After a rough year, the US coal sector is facing better prospects. In 2009, total production dropped by 96 million t, with the majority of the loss occurring in thermal coal. That is primarily due to the fact that over 90% of domestic consumption is for electricity generation. In addition to the 4% drop in consumption due to the recession, utilities switched some baseload production to low-cost natural gas, increasing their usage by 5%. Prices for thermal coal in April 2009 averaged US$ 45/t in Appalachia, US$ 40 in Illinois and US$ 10 in the Powder River Basin (PRB).
In December 2009, steam coal’s fortunes began to rise. Cold weather forced up the price of natural gas and the industrial sector clambered back onto its feet, increasing demand for electric generation. According to industry statistics, stockpiles of PRB coal began to draw down at the end of December and fell to roughly nine days below the national average of 78 days. The EIA predicts that consumption in 2010 will increase 3% from 2009 levels, and 1.6% in 2011. Prices for thermal coal in March 2010 had recovered to US$ 60/t in Appalachia, US$ 41.50 in Illinois and US$ 11.90 in the PRB.
Met coal represents a much smaller portion of US production. The total for the first eight months of 2009 was down 30% from the previous year. This reflected a slump in the domestic steel industry and increased competition from Asian steel products. Signs of industrial stabilisation and strengthening of demand for steel began to emerge in late 2009, however, and a firming up of the met market is expected over the coming year. The EIA predicts met coal output to climb back 30% in 2010, to 2008 levels.
Although the worst is over, many challenges remain: “There is a concern that the EPA would regulate coal ash as a hazardous waste,” says Luke Popovich, vice president of external communications for the National Mining Association (NMA).
The NMA is also concerned with water quality legislation and the impact it might have on certain coal mines. The Department of the Interior has pledged to reduce the impact of surface mining, and the EPA has enhanced research to see if the practice can be stopped or modified to protect water quality.
The biggest legislative concern, by far, involves climate change legislation.
Depending upon its final form, climate change legislation could have a profound impact on the coal sector. In order to meet long-term requirements, utilities would have to invest in large scale carbon capture and storage (CCS) technology.
Power plants are well suited to adopting CCS systems, but they are expensive to build and operate. Some estimates place operating costs at over US$ 100/t, and a nationwide system of pipelines and sequestration sites would require several hundred billion dollars in capital investments, as well as complex legal and regulatory frameworks.
To that end, the Obama Administration announced the formation of a task force to develop a comprehensive CCS strategy that will overcome barriers to widespread CCS deployment within 10 years. The goal is to bring 5 – 10 commercial demonstration projects online by 2016. The Department of Energy’s (DOE’s) Fossil Energy Office has already created seven carbon sequestration partnerships.
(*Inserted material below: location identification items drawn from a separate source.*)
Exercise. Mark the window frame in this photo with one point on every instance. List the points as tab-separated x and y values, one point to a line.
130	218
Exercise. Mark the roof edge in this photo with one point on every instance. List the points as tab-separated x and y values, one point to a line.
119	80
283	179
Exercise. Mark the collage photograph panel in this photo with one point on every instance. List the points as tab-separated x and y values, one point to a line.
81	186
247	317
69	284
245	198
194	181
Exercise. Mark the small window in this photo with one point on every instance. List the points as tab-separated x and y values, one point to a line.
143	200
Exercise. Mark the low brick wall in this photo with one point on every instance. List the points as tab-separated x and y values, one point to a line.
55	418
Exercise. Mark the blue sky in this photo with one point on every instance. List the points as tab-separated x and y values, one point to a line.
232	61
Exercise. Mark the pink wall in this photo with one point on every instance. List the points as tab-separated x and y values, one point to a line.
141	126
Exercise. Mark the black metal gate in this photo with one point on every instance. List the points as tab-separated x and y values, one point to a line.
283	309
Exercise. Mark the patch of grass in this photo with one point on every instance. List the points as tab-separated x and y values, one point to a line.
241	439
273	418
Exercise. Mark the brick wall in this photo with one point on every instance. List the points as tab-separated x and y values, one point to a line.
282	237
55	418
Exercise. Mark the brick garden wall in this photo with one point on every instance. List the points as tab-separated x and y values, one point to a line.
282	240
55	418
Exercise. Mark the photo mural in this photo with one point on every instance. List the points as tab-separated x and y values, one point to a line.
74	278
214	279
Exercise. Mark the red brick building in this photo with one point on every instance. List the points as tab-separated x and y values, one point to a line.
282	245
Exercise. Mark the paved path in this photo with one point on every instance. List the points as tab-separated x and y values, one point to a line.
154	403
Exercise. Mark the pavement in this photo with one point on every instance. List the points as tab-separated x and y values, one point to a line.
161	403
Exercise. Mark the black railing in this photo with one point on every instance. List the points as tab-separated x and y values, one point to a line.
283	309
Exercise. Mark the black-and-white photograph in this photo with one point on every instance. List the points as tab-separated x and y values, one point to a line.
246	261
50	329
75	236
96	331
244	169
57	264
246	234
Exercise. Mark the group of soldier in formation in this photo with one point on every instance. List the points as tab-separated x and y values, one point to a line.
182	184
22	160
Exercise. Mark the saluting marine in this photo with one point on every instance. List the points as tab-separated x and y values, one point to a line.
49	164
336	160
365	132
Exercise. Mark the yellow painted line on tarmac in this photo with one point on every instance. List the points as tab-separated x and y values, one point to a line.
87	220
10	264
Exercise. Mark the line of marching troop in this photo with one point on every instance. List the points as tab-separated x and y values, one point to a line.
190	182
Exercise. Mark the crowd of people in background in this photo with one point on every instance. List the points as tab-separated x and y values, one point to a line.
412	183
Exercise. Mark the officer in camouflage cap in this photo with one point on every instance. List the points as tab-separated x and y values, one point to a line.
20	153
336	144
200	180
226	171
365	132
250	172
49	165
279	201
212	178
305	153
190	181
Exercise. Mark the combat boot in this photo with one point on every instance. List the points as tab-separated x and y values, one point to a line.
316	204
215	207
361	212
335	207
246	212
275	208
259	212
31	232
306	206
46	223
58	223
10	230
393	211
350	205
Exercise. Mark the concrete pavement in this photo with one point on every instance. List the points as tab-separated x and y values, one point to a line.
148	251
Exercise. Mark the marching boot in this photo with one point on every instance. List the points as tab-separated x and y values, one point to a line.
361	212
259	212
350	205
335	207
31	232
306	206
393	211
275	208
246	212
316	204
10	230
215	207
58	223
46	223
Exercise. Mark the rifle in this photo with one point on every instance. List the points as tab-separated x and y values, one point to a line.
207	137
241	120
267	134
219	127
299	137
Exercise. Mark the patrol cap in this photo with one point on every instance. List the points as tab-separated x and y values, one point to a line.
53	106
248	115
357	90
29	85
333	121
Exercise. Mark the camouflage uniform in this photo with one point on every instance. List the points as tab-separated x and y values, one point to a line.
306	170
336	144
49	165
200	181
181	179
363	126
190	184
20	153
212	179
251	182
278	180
As part of the programme, the DOE will provide US$ 350 million to support the Texas Clean Energy Project. Other announced projects involve CCS from existing coal-fired power plants and storage in deep saline formations in West Virginia and Alabama.
Still, the NMA believes Government can do more.
In the next 12 months, the NMA perceives a lessening of pressure to advance climate change.
In the next few years, domestic consumption will expand slowly. Industry participants note that roughly 43 million t of new, incremental coal demand should occur between 2010 and 2012 as 13 GW of new US coal-fired power plants come online. Over the next two decades, new uses for coal are expected to emerge. The EIA predicts that by 2030, 161 million t of coal will be converted through gasification into a wide variety of energy and chemical products. In addition, it also foresees 112 million t being used for coal-to-liquid (CTL).
But, for now, the focus is on reducing costs and gearing up for the immediate future.